Il Collegio non disconosce la rilevanza del bene-interesse che l'Amministrazione intimata ha inteso tutelare ricorrendo all'esercizio dei poteri d'urgenza attribuiti all'autorità comunale dagli artt. 191, primo comma, del D.Lgs. n. 152/2006 e 50, quinto comma, del D.Lgs. n. 267/2000, trattandosi "non solo di interessi pubblici ma anche di diritti soggettivi fondamentali (quali il diritto alla salute e all'incolumità personale) minacciati da "emergenze sanitarie o di igiene pubblica", che pur in "'assenza di specifici parametri normativi di riferimento, o comunque del formale recepimento in atti normativi di determinate prescrizioni di carattere igienico-sanitario, non esclude la possibilità, e anzi la necessità, di impor(re il loro) rispetto ove le stesse (ordinanze) appaiono idonee, sul piano tecnico-scientifico, a prevenire situazioni di pericolo alla salute o all'ambiente "(T.A.R. Lazio - Roma, sez. II, sent. 9 giugno 2005, n. 4695).

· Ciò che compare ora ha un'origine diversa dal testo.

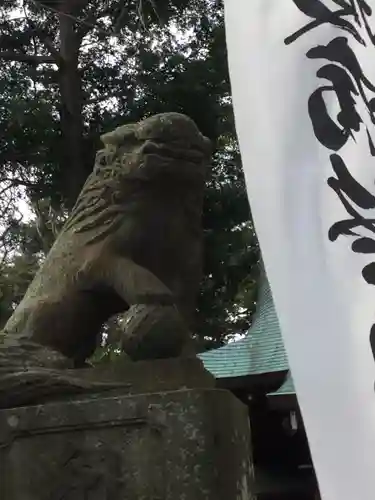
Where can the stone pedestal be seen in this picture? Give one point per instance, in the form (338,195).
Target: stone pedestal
(188,444)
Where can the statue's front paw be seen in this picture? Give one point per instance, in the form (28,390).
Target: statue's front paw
(154,331)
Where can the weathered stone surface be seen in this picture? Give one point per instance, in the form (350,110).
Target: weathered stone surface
(133,243)
(190,444)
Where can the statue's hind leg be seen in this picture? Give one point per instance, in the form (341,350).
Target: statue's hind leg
(153,326)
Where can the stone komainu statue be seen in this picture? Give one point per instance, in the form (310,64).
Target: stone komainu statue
(133,242)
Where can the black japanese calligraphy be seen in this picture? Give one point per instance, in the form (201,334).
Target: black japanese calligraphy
(345,81)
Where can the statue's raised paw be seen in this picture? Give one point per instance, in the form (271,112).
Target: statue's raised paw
(154,331)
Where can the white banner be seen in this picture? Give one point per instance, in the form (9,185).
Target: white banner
(303,84)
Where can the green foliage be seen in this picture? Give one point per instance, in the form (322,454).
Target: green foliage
(124,64)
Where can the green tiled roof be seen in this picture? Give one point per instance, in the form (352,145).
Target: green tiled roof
(260,351)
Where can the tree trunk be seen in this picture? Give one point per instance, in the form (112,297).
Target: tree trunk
(73,164)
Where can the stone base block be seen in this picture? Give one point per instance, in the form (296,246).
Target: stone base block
(190,444)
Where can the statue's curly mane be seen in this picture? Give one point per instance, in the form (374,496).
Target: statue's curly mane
(100,205)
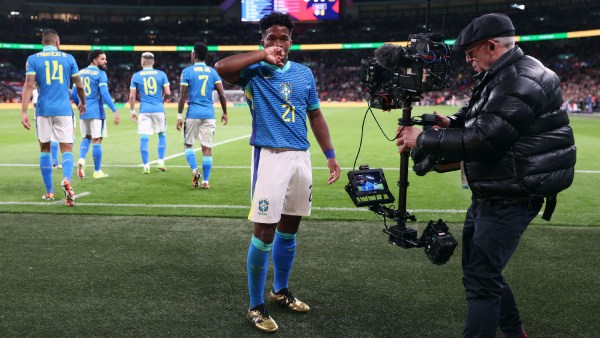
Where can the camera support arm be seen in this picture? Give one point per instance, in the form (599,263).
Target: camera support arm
(403,184)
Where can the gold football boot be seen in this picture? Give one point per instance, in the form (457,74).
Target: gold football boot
(285,298)
(259,317)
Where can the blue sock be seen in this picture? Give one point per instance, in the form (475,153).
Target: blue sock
(68,160)
(144,148)
(54,152)
(206,167)
(97,154)
(162,145)
(284,251)
(190,156)
(257,266)
(84,147)
(46,169)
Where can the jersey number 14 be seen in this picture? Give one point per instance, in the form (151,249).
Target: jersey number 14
(54,72)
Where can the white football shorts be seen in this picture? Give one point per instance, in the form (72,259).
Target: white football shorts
(151,123)
(282,184)
(57,128)
(93,127)
(199,129)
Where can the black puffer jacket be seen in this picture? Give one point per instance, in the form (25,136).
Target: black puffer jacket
(513,136)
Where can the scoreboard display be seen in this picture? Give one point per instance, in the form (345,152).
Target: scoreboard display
(300,10)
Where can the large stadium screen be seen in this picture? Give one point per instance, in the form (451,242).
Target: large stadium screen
(301,10)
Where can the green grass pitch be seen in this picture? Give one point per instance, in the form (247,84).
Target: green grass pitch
(148,255)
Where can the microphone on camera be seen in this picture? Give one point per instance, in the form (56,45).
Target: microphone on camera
(391,56)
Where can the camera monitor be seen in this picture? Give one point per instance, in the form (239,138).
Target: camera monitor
(368,187)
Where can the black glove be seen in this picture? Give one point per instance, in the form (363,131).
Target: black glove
(423,163)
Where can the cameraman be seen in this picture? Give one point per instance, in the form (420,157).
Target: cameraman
(517,148)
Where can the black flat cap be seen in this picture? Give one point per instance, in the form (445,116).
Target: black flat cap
(488,26)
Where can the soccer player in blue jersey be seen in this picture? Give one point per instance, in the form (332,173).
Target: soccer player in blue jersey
(198,82)
(282,96)
(153,86)
(53,72)
(95,84)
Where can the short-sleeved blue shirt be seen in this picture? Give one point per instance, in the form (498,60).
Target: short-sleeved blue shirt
(279,99)
(149,82)
(201,80)
(93,78)
(53,70)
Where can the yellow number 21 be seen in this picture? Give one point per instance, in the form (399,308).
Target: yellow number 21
(288,109)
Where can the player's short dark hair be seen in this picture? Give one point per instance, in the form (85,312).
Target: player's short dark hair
(201,51)
(276,18)
(94,54)
(49,36)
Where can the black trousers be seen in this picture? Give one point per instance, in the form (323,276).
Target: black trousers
(491,235)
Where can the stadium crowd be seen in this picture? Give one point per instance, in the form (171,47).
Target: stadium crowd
(337,72)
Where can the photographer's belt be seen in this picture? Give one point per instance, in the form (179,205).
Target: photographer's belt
(549,207)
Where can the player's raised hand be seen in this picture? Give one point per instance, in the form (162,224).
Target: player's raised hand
(25,121)
(81,108)
(334,170)
(224,119)
(275,55)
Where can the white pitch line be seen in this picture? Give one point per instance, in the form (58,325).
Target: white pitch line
(60,201)
(230,167)
(207,206)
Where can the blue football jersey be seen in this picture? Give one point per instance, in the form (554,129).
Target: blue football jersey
(279,99)
(93,78)
(53,71)
(201,80)
(149,83)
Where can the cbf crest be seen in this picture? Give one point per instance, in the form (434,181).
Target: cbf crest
(285,91)
(263,206)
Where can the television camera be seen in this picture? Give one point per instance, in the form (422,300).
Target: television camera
(396,77)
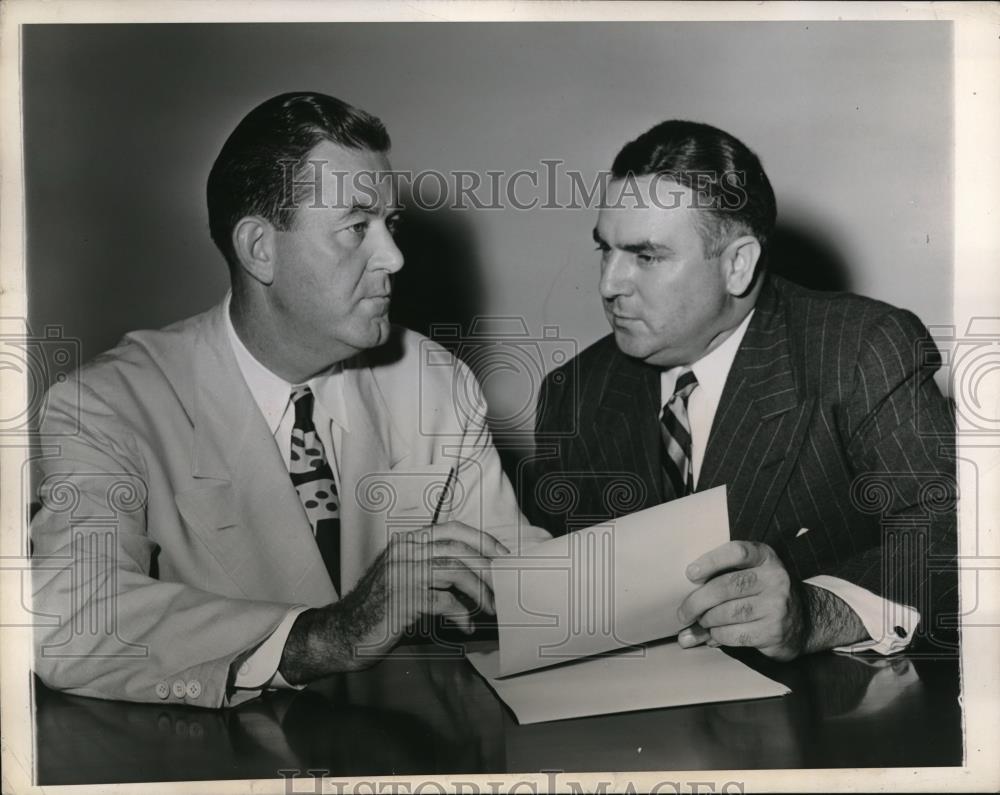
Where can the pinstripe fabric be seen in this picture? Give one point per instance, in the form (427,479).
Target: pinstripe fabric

Nondimeno, quell'esigenza di tutela non può spingersi fino al punto di vanificare posizioni giuridiche di pari rilevanza costituzionale quali, nel caso di specie, quelle guarentigiate dagli artt. 23 e 41 della vigente Carta Fondamentale.
Con particolare riguardo all'art. 23 Cost., secondo il quale " nessuna prestazione personale o patrimoniale può essere imposta se non in base alla legge ", il Collegio osserva che né l'art. 191 del D.Lgs. n. 152/2006, né gli artt. 50 e 54 del D.Lgs. n. 267/2000, autorizzano il Sindaco a porre in essere provvedimenti che, pur perseguendo scopi senz'altro meritevoli, ciò facciano mediante disposizioni attraverso le quali si realizzino effetti analoghi a quelli di un provvedimento di requisizione di servizi adottato in danno della ditta ricorrente, in assenza delle garanzie che l'ordinamento specificamente prevede in relazione a tale fattispecie.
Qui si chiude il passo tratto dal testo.